That was my first one fighting current, fish and without any prior testing. Id like to see it one day too! 

Ill search for some of my works in our old videos. All Digital and lots of kills... and misses! LOL Ask ol Grassflatfisher on here who is DA MAN!

Steve


----------



## Grassflatsfisher (Oct 3, 2007)

I can't say much for steveo's shootin skills but the boy can hold a camera steady and can seriously work the zoom button! 



I like all the cool pics above. Keep up the good work. Btw what length gig poles are you guys using in that shallow 80ft water? Lol.


----------



## BOHUNTER1 (Feb 18, 2008)

Sometimes its hard to see the bottom from the boat but concentration and good lights helps. 

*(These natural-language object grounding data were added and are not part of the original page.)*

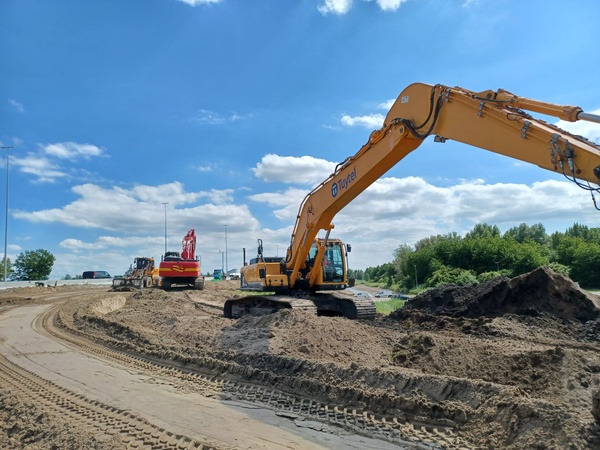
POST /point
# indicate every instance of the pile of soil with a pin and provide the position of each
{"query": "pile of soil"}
(533, 294)
(512, 363)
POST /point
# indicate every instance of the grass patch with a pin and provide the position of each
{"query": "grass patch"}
(388, 306)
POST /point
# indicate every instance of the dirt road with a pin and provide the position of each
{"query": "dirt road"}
(510, 364)
(168, 409)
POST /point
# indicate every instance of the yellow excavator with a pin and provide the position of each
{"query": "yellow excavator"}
(492, 120)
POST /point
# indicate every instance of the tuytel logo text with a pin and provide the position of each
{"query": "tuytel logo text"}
(342, 183)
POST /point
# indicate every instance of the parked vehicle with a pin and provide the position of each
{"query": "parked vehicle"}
(94, 274)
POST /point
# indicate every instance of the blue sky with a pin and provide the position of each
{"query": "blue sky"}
(231, 111)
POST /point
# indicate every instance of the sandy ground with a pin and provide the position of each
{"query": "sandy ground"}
(511, 364)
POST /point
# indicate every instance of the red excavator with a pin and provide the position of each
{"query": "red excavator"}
(181, 269)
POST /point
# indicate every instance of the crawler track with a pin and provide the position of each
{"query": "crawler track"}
(319, 304)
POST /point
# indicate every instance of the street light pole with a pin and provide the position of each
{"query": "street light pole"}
(416, 282)
(165, 203)
(6, 223)
(226, 268)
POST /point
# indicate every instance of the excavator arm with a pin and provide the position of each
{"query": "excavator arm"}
(491, 120)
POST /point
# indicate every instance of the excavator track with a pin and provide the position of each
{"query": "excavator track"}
(317, 304)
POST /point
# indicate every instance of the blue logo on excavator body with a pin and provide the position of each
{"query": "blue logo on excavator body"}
(342, 183)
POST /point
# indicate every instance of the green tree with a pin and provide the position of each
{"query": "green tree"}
(483, 230)
(523, 232)
(33, 265)
(584, 268)
(8, 269)
(447, 275)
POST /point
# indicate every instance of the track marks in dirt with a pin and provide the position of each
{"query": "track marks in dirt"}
(127, 429)
(399, 430)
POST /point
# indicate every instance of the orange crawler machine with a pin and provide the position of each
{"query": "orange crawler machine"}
(182, 269)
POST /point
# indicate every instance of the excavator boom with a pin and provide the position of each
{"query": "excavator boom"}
(493, 121)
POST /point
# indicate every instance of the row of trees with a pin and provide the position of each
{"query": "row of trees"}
(29, 265)
(484, 253)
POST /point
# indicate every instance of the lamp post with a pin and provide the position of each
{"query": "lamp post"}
(165, 203)
(222, 273)
(416, 282)
(6, 223)
(226, 268)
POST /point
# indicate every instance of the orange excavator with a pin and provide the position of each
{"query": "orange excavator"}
(492, 120)
(183, 269)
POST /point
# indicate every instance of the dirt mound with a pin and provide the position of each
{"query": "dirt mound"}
(532, 294)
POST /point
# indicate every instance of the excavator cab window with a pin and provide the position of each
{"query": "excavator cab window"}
(333, 265)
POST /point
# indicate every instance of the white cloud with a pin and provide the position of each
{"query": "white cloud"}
(371, 121)
(16, 105)
(304, 170)
(71, 150)
(285, 204)
(140, 209)
(42, 168)
(340, 7)
(199, 2)
(389, 5)
(208, 117)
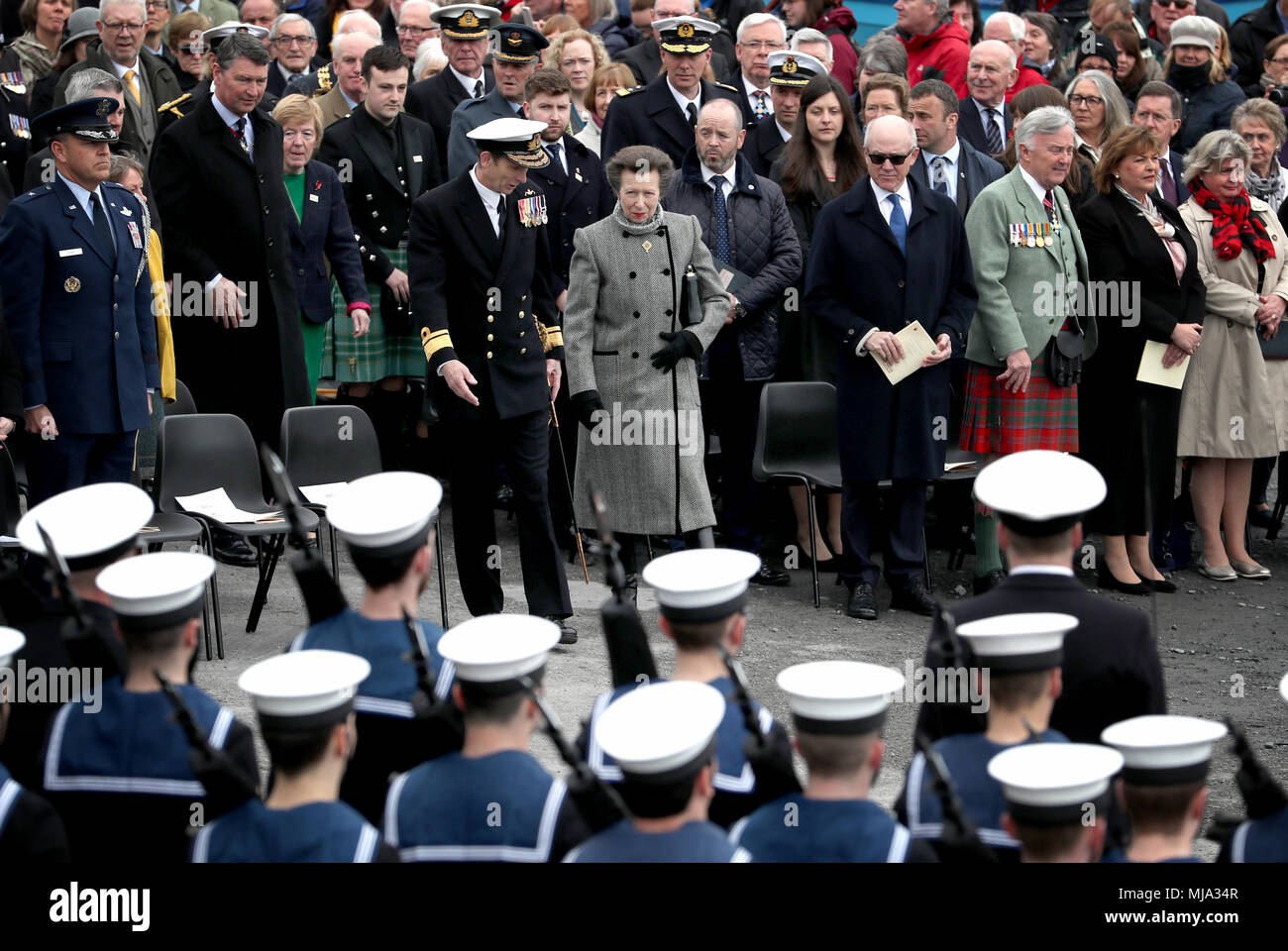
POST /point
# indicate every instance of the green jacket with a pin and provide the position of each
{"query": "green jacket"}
(1022, 290)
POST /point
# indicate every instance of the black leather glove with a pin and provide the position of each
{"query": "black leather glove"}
(587, 403)
(678, 347)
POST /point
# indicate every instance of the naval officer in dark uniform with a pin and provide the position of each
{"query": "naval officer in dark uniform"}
(467, 76)
(665, 112)
(304, 702)
(78, 307)
(481, 287)
(387, 522)
(30, 829)
(702, 595)
(515, 55)
(116, 765)
(666, 739)
(837, 707)
(490, 801)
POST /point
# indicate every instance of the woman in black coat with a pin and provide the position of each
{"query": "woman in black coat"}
(1145, 285)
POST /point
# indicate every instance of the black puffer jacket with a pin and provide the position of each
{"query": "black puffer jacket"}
(763, 245)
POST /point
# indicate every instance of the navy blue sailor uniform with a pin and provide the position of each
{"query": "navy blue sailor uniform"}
(120, 775)
(734, 780)
(694, 842)
(309, 832)
(966, 757)
(497, 808)
(391, 739)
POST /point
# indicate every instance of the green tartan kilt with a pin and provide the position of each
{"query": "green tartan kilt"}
(375, 355)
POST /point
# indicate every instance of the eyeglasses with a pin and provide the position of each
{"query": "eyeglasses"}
(877, 158)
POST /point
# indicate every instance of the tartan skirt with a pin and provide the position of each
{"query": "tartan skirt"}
(999, 422)
(375, 355)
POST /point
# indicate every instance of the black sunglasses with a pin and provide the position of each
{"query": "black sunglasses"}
(877, 159)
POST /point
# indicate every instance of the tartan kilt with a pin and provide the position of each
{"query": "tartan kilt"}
(375, 355)
(999, 422)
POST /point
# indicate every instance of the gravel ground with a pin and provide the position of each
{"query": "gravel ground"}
(1224, 648)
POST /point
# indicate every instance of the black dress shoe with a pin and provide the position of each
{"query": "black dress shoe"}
(990, 581)
(914, 598)
(862, 602)
(1112, 583)
(232, 549)
(567, 635)
(771, 577)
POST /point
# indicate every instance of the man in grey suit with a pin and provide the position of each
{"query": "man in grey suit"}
(945, 162)
(515, 55)
(149, 81)
(1029, 265)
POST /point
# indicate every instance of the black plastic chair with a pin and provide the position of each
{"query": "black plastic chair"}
(200, 453)
(797, 441)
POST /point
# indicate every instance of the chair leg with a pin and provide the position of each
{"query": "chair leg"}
(268, 564)
(442, 571)
(812, 545)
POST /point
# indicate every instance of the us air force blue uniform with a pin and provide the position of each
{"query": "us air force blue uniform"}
(497, 808)
(80, 316)
(120, 776)
(734, 783)
(966, 757)
(1260, 840)
(822, 830)
(694, 842)
(390, 737)
(312, 832)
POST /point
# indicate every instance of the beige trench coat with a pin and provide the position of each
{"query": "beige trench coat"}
(1234, 403)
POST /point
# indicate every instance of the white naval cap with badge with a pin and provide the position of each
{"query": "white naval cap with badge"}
(156, 590)
(492, 652)
(1054, 784)
(90, 526)
(304, 689)
(386, 513)
(1039, 492)
(700, 583)
(662, 731)
(1019, 643)
(838, 697)
(1164, 749)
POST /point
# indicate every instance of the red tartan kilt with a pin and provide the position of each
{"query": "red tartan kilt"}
(1000, 422)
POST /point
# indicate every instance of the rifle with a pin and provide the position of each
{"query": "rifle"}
(629, 655)
(958, 840)
(776, 776)
(599, 804)
(226, 785)
(321, 593)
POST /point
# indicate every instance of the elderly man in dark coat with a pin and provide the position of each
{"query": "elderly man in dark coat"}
(748, 230)
(910, 245)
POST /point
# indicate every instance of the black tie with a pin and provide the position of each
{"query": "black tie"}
(102, 227)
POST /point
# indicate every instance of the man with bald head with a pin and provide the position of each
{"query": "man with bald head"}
(986, 123)
(746, 226)
(889, 228)
(1009, 29)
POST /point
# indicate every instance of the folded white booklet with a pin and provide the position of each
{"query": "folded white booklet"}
(215, 504)
(915, 347)
(1151, 369)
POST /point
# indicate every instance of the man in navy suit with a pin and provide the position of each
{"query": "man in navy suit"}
(72, 264)
(945, 162)
(1158, 108)
(984, 120)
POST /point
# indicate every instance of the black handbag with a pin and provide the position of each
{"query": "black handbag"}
(1064, 356)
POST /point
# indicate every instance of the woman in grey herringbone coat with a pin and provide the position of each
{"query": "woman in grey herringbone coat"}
(632, 365)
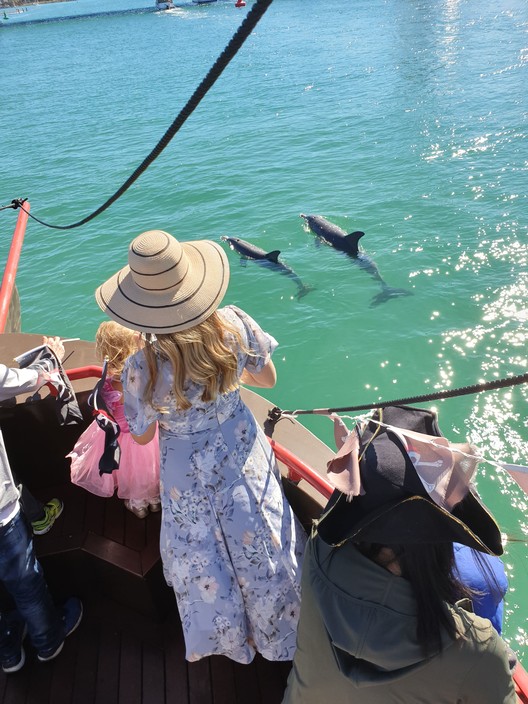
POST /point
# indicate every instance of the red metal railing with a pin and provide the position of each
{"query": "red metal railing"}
(8, 281)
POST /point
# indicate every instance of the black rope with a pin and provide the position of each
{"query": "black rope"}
(240, 36)
(275, 413)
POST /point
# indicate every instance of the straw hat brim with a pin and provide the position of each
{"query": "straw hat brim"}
(193, 301)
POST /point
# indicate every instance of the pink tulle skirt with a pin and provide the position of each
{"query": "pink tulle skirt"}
(137, 477)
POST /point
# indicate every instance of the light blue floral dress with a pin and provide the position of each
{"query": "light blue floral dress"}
(230, 544)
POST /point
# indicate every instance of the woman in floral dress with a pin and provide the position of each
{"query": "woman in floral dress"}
(230, 544)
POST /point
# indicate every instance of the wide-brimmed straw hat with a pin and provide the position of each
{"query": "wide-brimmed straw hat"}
(412, 486)
(167, 286)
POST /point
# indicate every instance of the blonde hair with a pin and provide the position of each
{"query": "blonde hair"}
(115, 342)
(205, 354)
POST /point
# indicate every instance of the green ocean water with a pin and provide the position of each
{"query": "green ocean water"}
(407, 119)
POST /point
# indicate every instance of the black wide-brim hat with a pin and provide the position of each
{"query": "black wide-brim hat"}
(395, 507)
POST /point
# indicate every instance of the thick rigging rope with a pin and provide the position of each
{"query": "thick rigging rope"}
(240, 36)
(276, 413)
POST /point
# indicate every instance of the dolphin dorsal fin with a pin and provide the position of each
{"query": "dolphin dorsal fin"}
(352, 240)
(273, 256)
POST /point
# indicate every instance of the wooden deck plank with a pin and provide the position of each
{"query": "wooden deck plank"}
(272, 679)
(153, 674)
(222, 680)
(107, 691)
(39, 681)
(85, 672)
(176, 673)
(247, 684)
(130, 671)
(62, 682)
(200, 682)
(135, 536)
(114, 520)
(17, 689)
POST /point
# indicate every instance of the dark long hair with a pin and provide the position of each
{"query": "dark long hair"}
(430, 569)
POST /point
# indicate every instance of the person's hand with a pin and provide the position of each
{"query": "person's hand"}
(55, 345)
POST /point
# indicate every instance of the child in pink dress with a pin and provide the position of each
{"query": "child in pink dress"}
(137, 479)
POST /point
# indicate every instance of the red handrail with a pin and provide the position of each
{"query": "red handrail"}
(520, 678)
(84, 372)
(8, 281)
(300, 470)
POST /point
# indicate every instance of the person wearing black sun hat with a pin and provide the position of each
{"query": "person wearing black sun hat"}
(384, 618)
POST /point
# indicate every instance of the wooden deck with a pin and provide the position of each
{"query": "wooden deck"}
(129, 646)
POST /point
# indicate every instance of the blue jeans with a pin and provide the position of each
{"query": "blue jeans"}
(22, 576)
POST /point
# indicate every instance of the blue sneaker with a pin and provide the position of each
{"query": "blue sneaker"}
(71, 618)
(12, 654)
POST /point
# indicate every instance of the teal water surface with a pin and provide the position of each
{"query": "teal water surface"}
(406, 119)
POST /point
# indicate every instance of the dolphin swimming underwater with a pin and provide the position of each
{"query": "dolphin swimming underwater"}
(269, 259)
(349, 243)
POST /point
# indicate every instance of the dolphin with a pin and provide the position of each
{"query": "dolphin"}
(247, 250)
(346, 242)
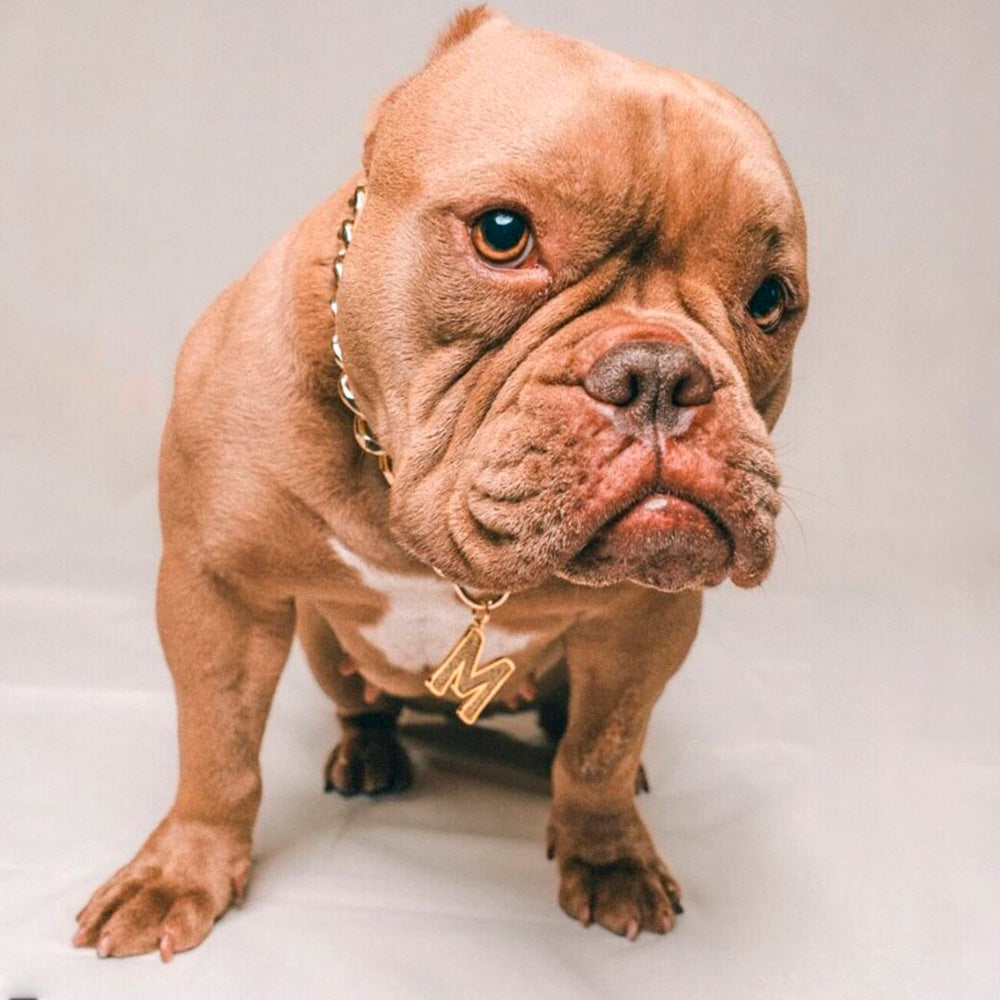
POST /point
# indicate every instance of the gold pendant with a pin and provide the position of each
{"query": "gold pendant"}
(461, 673)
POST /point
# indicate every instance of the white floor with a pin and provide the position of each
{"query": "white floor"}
(824, 783)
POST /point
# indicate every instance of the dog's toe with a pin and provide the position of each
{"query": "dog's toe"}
(370, 761)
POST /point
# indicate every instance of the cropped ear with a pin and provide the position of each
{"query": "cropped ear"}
(463, 24)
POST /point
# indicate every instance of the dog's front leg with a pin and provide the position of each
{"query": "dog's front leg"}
(609, 869)
(226, 650)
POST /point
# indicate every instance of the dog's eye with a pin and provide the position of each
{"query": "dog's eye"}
(767, 304)
(502, 238)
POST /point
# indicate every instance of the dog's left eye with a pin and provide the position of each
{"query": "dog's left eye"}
(502, 238)
(767, 304)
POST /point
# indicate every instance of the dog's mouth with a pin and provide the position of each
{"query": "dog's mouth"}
(664, 538)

Grassflatfisher has tracked me down. He is down for the rest of the year with a shoulder injury so I bet we see him more on here. I got Rob on a video somewhere Ill see if I can find it. If this guy could spear like he shoots a bow, then when he leaves the pass the larger fish would send offereings to keep him in the boat. He would limit out.. He would like diving for sure!

I was looking for a case/housing/whatever last night for my stuff.... good grief you would have to be a millionaire to buy them rascals! Whoooo


----------



## Clay-Doh (Oct 2, 2007)

Buying a case for a regular camera you already have when you consider the price you paid for the camera is expensive!



Intova makes some very economical packages, and next in line would be SeaLife


----------



## YinYang (Dec 20, 2009)

Watching this video makes me want to go spearfishing right now.


----------